Suppose that the relationship between these variables follow the linear model:

\[ y = \beta_0 + \beta_1z + \beta_2x \beta_3q + \varepsilon. \tag{15.1}\]

However, in most cases, the post-treatment covariate is not independent of the treatment assignment. For example, we could have the following relationship between the potential outcomes \(q\) and \(z\).

\[ q = 1 + 0.2z + \varepsilon'. \]

Assume further that the relationship between \(q\) and \(z\) follow SUTVA, which implies that \(\varepsilon'\) for \(z=0\) and \(z=1\). Let us compare two families with the same parenting quality, same high school education, but with different treatments:

\[\begin{align*} \text{Family 1: }&z_1=0, q_1=1 \\ \Rightarrow\quad & q^0_1=1, q^1_1 = 1.2, \varepsilon'_1=0 \\ \text{Family 2: }&z_2=1, q_2=1 \\ \Rightarrow\quad & q^0_2=0.8, q^1_2 = 2, \varepsilon'=-0.2. \end{align*}\]

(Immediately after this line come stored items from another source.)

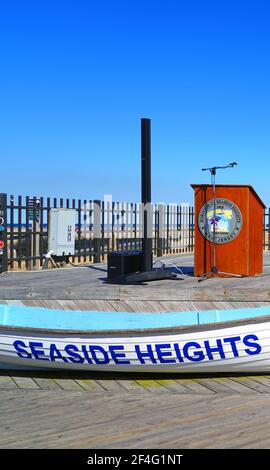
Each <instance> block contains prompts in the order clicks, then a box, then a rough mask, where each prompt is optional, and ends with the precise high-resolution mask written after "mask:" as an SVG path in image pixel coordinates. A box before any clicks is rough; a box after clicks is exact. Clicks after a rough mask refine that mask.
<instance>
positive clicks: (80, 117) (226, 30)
mask: <svg viewBox="0 0 270 470" xmlns="http://www.w3.org/2000/svg"><path fill="white" fill-rule="evenodd" d="M269 46H270V3H269V2H268V1H260V0H257V1H248V0H246V1H241V0H239V1H237V0H234V1H231V0H226V1H225V0H217V1H210V0H205V1H202V0H200V1H199V0H198V1H195V0H194V1H193V0H189V1H182V0H175V1H174V0H167V1H159V0H155V1H154V0H126V1H123V0H115V1H113V0H111V1H109V0H88V1H87V0H74V1H70V0H65V1H61V0H53V1H51V0H46V1H45V0H39V1H36V0H35V1H30V0H17V1H16V0H0V48H1V52H0V60H1V62H0V63H1V73H0V110H1V112H0V156H1V185H0V191H1V192H7V193H9V194H10V193H11V194H16V195H17V194H23V195H26V194H29V195H30V196H32V195H37V196H63V197H82V198H88V199H102V198H103V195H104V194H112V196H113V199H114V200H119V201H139V200H140V119H141V118H142V117H148V118H150V119H151V124H152V200H153V201H154V202H161V201H162V202H168V203H169V202H181V201H188V202H192V201H193V194H192V190H191V188H190V183H198V182H199V183H200V182H209V180H210V175H209V174H208V173H206V172H201V168H203V167H206V166H213V165H224V164H227V163H229V162H231V161H237V162H238V166H237V167H235V168H234V169H229V170H226V171H221V172H219V173H218V175H217V183H218V182H220V183H224V184H229V183H232V184H251V185H253V186H254V188H255V190H257V192H258V194H259V195H260V197H261V198H262V199H263V201H264V202H265V203H266V205H270V191H269V183H268V181H269V176H268V173H269V155H270V133H269V129H270V88H269V87H270V60H269V59H270V57H269V50H270V48H269Z"/></svg>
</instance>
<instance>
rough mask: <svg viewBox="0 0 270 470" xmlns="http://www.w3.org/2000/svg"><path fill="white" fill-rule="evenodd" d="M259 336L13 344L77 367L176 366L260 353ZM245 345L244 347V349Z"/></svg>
mask: <svg viewBox="0 0 270 470" xmlns="http://www.w3.org/2000/svg"><path fill="white" fill-rule="evenodd" d="M258 341H259V339H258V337H257V336H256V335H255V334H248V335H245V336H243V338H241V337H240V336H232V337H225V338H222V339H220V338H217V339H211V340H204V341H187V342H181V341H180V342H179V343H169V342H168V343H162V344H143V345H140V344H135V345H130V346H128V345H126V348H127V349H128V350H125V345H123V344H112V345H103V346H101V345H98V344H79V343H78V344H61V343H58V344H55V343H47V342H46V343H43V342H41V341H28V342H27V341H26V340H24V341H22V340H16V341H14V342H13V347H14V350H15V352H16V354H17V355H18V356H19V357H21V358H22V359H34V360H37V361H51V362H56V361H57V362H59V361H60V362H66V363H68V362H72V363H75V364H83V363H85V362H86V363H88V364H101V365H103V364H109V363H113V364H123V365H126V364H131V361H130V360H129V358H128V357H127V355H130V357H132V361H135V363H136V362H139V363H141V364H149V363H150V364H157V363H160V364H175V363H183V362H202V361H214V360H219V359H229V358H231V357H239V354H241V356H243V355H245V354H246V355H251V356H252V355H255V354H260V353H261V351H262V347H261V345H260V344H259V342H258ZM243 346H244V347H243Z"/></svg>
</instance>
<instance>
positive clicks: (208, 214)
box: [198, 198, 243, 245]
mask: <svg viewBox="0 0 270 470" xmlns="http://www.w3.org/2000/svg"><path fill="white" fill-rule="evenodd" d="M214 205H215V208H214ZM242 224H243V218H242V214H241V211H240V209H239V208H238V207H237V206H236V205H235V204H234V203H233V202H232V201H230V200H229V199H222V198H217V199H216V200H214V199H211V200H210V201H208V202H207V203H206V204H204V206H203V207H202V208H201V210H200V212H199V216H198V226H199V229H200V232H201V234H202V235H203V236H204V237H205V238H206V239H207V240H209V241H210V242H214V235H215V243H216V244H218V245H223V244H225V243H229V242H231V241H232V240H234V239H235V238H236V237H237V236H238V235H239V233H240V232H241V228H242Z"/></svg>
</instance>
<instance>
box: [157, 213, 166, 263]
mask: <svg viewBox="0 0 270 470" xmlns="http://www.w3.org/2000/svg"><path fill="white" fill-rule="evenodd" d="M164 219H165V210H164V204H158V227H157V256H158V257H160V256H162V255H163V239H164V222H165V220H164Z"/></svg>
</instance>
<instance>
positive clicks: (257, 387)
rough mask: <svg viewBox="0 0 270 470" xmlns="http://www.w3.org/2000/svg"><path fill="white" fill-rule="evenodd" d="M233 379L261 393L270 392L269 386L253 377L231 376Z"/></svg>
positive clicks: (242, 384) (269, 392) (257, 391)
mask: <svg viewBox="0 0 270 470" xmlns="http://www.w3.org/2000/svg"><path fill="white" fill-rule="evenodd" d="M231 379H232V380H234V381H236V382H239V383H241V384H242V385H244V386H245V387H248V388H250V389H251V390H256V391H257V392H259V393H270V389H269V387H267V386H266V385H263V384H262V383H259V382H258V381H255V380H252V378H251V377H231Z"/></svg>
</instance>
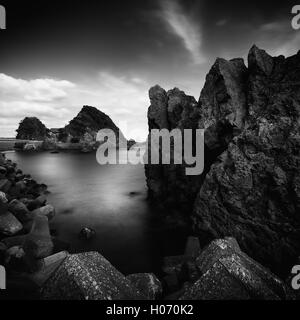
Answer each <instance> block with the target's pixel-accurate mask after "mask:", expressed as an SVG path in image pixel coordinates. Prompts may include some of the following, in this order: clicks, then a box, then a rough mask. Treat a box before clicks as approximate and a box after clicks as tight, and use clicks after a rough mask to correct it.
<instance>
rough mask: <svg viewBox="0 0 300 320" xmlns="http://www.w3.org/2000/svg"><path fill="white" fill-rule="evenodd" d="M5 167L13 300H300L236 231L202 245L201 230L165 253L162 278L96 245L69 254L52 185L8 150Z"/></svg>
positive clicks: (5, 192) (6, 197)
mask: <svg viewBox="0 0 300 320" xmlns="http://www.w3.org/2000/svg"><path fill="white" fill-rule="evenodd" d="M0 174H1V176H0V240H1V241H0V264H1V265H4V266H5V268H6V272H7V289H8V291H7V292H8V297H9V299H46V300H47V299H48V300H133V299H134V300H157V299H164V300H177V299H181V300H185V299H188V300H192V299H195V300H210V299H217V300H220V299H271V300H285V299H295V296H294V295H293V292H291V291H290V284H289V283H288V282H287V283H285V282H284V281H282V280H280V279H279V278H278V277H277V276H275V275H274V274H272V273H271V272H270V271H269V270H267V269H265V268H264V267H263V266H261V265H260V264H258V263H257V262H255V261H254V260H252V259H251V258H250V257H249V256H247V255H246V254H245V253H243V252H242V251H241V249H240V247H239V245H238V243H237V242H236V240H235V239H233V238H226V239H223V240H222V239H219V240H215V241H213V242H212V243H210V244H209V246H207V247H205V248H201V245H200V241H199V238H198V237H189V238H188V239H187V243H186V248H185V252H183V253H182V255H180V256H175V257H165V258H164V264H163V272H164V276H163V277H161V278H160V279H158V277H157V276H156V275H154V274H151V273H140V274H132V275H124V274H122V273H121V272H119V271H118V270H117V269H116V268H115V267H114V266H112V265H111V263H110V262H109V261H107V260H106V259H105V258H104V257H103V256H102V255H100V254H99V253H98V252H86V253H79V254H70V253H68V251H67V250H68V248H67V245H64V244H62V243H61V242H60V241H59V240H58V239H57V238H56V237H55V236H54V235H53V230H50V227H49V221H51V220H52V219H53V218H54V217H55V209H54V207H53V206H52V205H50V204H47V193H48V192H47V186H46V185H43V184H38V183H37V182H35V181H34V180H33V179H32V178H31V177H30V176H29V175H26V174H24V173H23V172H22V171H21V170H20V169H18V168H17V165H16V164H15V163H13V162H11V161H10V160H7V159H5V157H4V155H3V154H1V157H0ZM83 234H85V233H83ZM136 258H137V259H138V257H136Z"/></svg>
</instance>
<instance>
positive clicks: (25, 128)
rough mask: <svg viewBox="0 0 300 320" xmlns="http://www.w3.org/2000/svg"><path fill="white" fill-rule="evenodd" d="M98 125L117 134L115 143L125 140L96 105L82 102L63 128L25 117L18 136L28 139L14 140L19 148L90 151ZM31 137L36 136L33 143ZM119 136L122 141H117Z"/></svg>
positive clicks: (97, 131)
mask: <svg viewBox="0 0 300 320" xmlns="http://www.w3.org/2000/svg"><path fill="white" fill-rule="evenodd" d="M101 129H110V130H112V131H113V132H114V133H115V134H116V137H117V144H119V143H123V144H125V145H126V144H127V140H126V138H125V137H124V135H123V133H122V131H121V130H120V129H119V128H118V127H117V126H116V125H115V123H114V122H113V121H112V120H111V118H110V117H109V116H108V115H106V114H105V113H103V112H101V111H100V110H98V109H97V108H95V107H91V106H83V108H82V109H81V111H80V112H79V113H78V115H77V116H76V117H75V118H74V119H72V120H71V121H70V123H69V124H68V125H66V126H65V127H64V128H53V129H48V128H46V126H45V125H44V124H43V123H42V122H41V121H40V120H39V119H37V118H35V117H32V118H28V117H26V118H25V119H23V120H22V121H21V123H20V125H19V128H18V129H17V133H18V134H17V137H16V138H17V139H20V140H29V141H27V142H21V143H17V144H16V148H17V149H19V150H25V151H26V150H27V151H28V150H32V149H38V150H50V151H51V150H52V151H53V150H81V151H83V152H91V151H93V150H96V149H97V147H98V145H99V144H98V143H97V141H96V137H97V133H98V131H99V130H101ZM30 140H35V141H37V143H33V142H32V141H30ZM119 140H121V141H119Z"/></svg>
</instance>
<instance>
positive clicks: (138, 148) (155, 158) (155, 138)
mask: <svg viewBox="0 0 300 320" xmlns="http://www.w3.org/2000/svg"><path fill="white" fill-rule="evenodd" d="M97 141H98V142H99V143H100V146H99V148H98V150H97V161H98V163H99V164H100V165H106V164H113V165H117V164H132V165H138V164H151V165H170V164H174V165H182V164H184V165H185V172H186V175H188V176H191V175H200V174H201V173H202V172H203V170H204V130H203V129H197V130H192V129H185V130H180V129H174V130H172V131H169V130H167V129H162V130H158V129H154V130H151V132H150V134H149V138H148V140H147V142H146V144H144V145H142V146H141V145H140V144H136V145H133V146H132V147H131V148H130V149H129V150H128V149H127V141H126V140H125V139H121V137H120V135H118V137H117V135H116V133H115V132H114V131H113V130H110V129H102V130H100V131H99V132H98V134H97Z"/></svg>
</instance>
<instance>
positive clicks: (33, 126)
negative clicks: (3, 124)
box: [16, 117, 49, 140]
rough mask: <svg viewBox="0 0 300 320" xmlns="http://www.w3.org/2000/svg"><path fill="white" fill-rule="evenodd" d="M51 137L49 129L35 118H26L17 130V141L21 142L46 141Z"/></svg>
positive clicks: (32, 117)
mask: <svg viewBox="0 0 300 320" xmlns="http://www.w3.org/2000/svg"><path fill="white" fill-rule="evenodd" d="M48 135H49V129H47V128H46V126H45V125H44V124H43V123H42V122H41V121H40V120H39V119H38V118H35V117H31V118H28V117H26V118H25V119H23V120H22V121H21V122H20V125H19V128H18V129H17V137H16V138H17V139H20V140H45V139H46V138H47V137H48Z"/></svg>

Thus, we are actually comparing two families with different parenting skills: \(q^0_1\) and \(q^0_2\). This example illustrates that, among families with the same parenting quality (\(q\)) and high school education (\(x\)), there can be some variation in the parenting skills (\(q^0\)). However, to estimate the average causal effect, we would like to control \(q^0\), the parenting skills, as it is more related to the child’s IQ before the treatment. This suggests that the coefficient \(\beta_1\) in Equation 15.1 would not be an appropriate estimate of the average causal effect.